The $1.8 billion Senfina, which allocated money among a group of 11 portfolio managers, lost 6% last month alone, Bloomberg reported in December. It was a short-lived experiment for Blackstone, which started Senfina in 2014 as its first in-house, multi-manager fund.
"The market environment in 2016 for long/short hedge funds was unprecedented," Paula Chirhart, a spokeswoman for Blackstone, said in an e-mailed statement. "We did what was in the best interest of our investors to preserve their capital."

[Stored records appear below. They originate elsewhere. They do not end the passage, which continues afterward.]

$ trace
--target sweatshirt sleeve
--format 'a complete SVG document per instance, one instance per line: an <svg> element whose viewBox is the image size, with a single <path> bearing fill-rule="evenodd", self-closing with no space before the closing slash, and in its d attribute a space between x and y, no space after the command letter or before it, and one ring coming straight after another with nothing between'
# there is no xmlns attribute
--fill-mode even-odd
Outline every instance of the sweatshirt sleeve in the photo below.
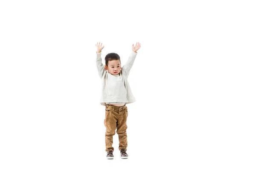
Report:
<svg viewBox="0 0 256 170"><path fill-rule="evenodd" d="M103 76L103 73L105 69L105 67L104 67L102 62L101 51L99 53L96 53L96 64L99 76L101 78Z"/></svg>
<svg viewBox="0 0 256 170"><path fill-rule="evenodd" d="M137 53L135 53L134 51L132 50L131 53L131 54L130 54L130 56L128 58L127 62L124 65L123 65L122 67L122 71L125 72L125 74L127 76L128 76L128 75L129 75L130 70L133 65L134 60L135 60L135 58L137 55Z"/></svg>

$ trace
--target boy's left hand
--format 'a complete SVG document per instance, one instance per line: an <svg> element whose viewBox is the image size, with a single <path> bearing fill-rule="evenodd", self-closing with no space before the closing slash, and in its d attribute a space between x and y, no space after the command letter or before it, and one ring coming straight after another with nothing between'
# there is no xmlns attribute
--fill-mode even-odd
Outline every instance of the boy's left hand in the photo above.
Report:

Senfina was one of last year's top performers, gaining 21% and placing eighth in Bloomberg's ranking of hedge funds with more than $1 billion. This year, it's been unable to bounce back from a 17% loss in February, despite gains in April and May. The fund also struggled last month after wrong-way bets following the election of Donald Trump.
Some of the funds' managers will leave the firm including Parag Pande, who ran the so-called center book, which compiled the best ideas from the teams, according to a person familiar with the matter who declined to be named because the information is private.
Blackstone President Tony James said in July on an earnings call that he expected the Senfina strategy to be more volatile. "We also expect it over time to put on higher returns and we're still very optimistic about that business model," he said.
Reuters reported the closure earlier on Tuesday.